SECA E POBREZA: MARCA REGISTRADA DO NORDESTE

Uma das características distintivas do Nordeste é a presença de vastas áreas


dominadas pelo clima semi-árido. Esse clima, cuja principal característica é a
irregularidade das chuvas, ocorre na sub-região do sertão, onde podem se alternar anos
com chuvas intensas com anos marcados por secas catastróficas.
Nas épocas de seca, a população brasileira acostumou-se a acompanhar, pela
mídia, o sofrimento de multidões de flagelados que se dirigem para cidades do próprio
Nordeste ou para centros urbanos do Sudeste. A repetição periódica dessas imagens
conduz à falsa conclusão de que os altos níveis de pobreza verificados na região são
resultados direto das condições adversas.
Mas uma questão importante é que toda vez que se fala em secas ou então
pobreza, logo se dar ênfase ao nordeste, especificamente ao sertão o que acaba
delimitando o conhecimento de muitas pessoas sobre essa região. É raro encontrar em
um livro de geografia ou dados do IBGE, o nordeste sem estar ligado diretamente a
seca.
Por mais que seja um fator real da região, não podemos dizer que é uma
característica que define o Nordeste em meios a tantos conteúdos. O fenômeno seca se
tornou um problema para ser resolvido por superiores, no inicio do século XX, o
governo federal criou a Inspetoria Federal de Obras contra a Seca (DNOCS). Esse órgão
definiu espacialmente a atuação do governo com a delimitação de uma área conhecida
como polígono das secas, que abrange todo o sertão, parte do meio-norte e porções
restritas do Agreste e mesmo da Zona da Mata.

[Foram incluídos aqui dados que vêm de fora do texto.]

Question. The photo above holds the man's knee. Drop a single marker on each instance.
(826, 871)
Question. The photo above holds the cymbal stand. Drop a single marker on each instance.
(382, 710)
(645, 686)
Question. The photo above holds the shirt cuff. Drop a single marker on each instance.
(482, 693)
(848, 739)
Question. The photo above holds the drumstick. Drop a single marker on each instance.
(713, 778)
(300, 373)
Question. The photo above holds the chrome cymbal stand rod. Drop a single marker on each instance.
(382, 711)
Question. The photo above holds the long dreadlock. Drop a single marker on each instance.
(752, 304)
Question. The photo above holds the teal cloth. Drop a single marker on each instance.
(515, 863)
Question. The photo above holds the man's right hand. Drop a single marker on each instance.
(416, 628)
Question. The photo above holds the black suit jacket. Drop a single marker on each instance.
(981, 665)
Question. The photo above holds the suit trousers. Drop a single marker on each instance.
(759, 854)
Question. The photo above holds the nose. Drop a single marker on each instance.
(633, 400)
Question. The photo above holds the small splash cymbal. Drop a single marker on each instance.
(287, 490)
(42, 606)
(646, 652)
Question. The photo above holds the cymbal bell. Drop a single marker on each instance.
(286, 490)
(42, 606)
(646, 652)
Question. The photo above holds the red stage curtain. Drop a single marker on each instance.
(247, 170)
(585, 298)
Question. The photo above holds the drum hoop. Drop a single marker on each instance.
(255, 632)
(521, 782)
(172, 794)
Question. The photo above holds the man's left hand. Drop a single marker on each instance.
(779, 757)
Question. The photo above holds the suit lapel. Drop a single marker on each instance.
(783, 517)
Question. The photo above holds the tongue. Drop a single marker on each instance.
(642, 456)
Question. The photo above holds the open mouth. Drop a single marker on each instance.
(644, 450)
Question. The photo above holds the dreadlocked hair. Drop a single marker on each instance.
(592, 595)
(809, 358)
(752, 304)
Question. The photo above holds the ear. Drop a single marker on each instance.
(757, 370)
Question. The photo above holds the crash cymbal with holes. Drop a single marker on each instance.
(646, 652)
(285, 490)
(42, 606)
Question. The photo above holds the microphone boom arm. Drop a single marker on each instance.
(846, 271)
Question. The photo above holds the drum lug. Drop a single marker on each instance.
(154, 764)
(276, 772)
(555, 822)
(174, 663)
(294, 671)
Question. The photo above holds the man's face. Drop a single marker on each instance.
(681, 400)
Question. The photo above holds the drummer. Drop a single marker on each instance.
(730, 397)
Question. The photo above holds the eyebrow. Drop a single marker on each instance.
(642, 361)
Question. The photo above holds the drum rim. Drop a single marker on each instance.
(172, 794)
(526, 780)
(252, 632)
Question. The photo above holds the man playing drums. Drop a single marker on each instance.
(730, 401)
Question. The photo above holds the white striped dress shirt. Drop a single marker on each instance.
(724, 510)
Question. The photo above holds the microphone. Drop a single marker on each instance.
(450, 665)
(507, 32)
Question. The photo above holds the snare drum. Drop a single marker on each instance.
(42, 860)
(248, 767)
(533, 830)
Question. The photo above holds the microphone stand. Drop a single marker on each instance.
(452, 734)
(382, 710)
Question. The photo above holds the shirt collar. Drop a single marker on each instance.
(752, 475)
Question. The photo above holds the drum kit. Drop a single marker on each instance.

A IMAGEM REAL DO SANTO NORDESTINO

Pouca gente sabe ou fez questão de ignorar que o maior ícone religioso do
Nordeste, o padre Cícero Romão Batista, o “padim ciço”, foi excomungado pelo Santo
Ofício em 1917 devido a suas atividades em total dissintonia com a religião e
desobediência freqüente aos seus superiores hierárquicos, o que numa organização
monocrática como a Igreja Católica é fatal. Justamente por isso, o fenômeno do “padim
ciço” é um dos exemplos mais eloqüentes do quanto anda distante a religiosidade
popular e a igreja oficial.
A nova biografia do religioso, Padre Cícero – Poder, fé e guerra no sertão,
escrita pelo jornalista Lira Neto, (Companhia das Letras) esclarece os vários e
conturbados episódios que envolveram a vida desse personagem controverso que se
relacionava com jagunços e cangaceiros, tendo inclusive “concedido” a patente de
capitão ao mais famoso bandoleiro nordestino, Virgulino Ferreira da Silva, o Lampião.
Além disso, meteu-se nas lutas políticas do Ceará, “fez-se primeiro prefeito de Juazeiro
do Norte”, elegeu-se deputado federal e vice-presidente (governador) cearense,
acumulou grande fortuna.

Milagre em Juazeiro - Curiosamente, talvez o maior pecado de Padre Cícero,


acusado pela Igreja de “mistificador, aproveitador da boa-fé do povo” foi justamente a
atividade que transformou Juazeiro do Norte no destino de milhares de romeiros que
vão cultuar o “santo”.

Lira constata que o padre tornou-se onipresente no Nordeste, sendo difícil


encontrar um lar, principalmente no interior da região, sem uma imagem dele.

Como isso tudo começou, provavelmente pouca gente sabe. Lira mostra que a
origem de tudo está na série quase interminável de “milagres” e atividades sobrenaturais
que teriam ocorrido em Juazeiro no final do século 19 sob os auspícios de Cícero.

Uma personagem se destacou entre as beatas que diziam falar com santos e
realizar viagens ao purgatório e ao céu: Maria de Araújo. Era uma protegida de Cícero
que produzia o milagre de “transformar a hóstia consagrada em sangue de Cristo”.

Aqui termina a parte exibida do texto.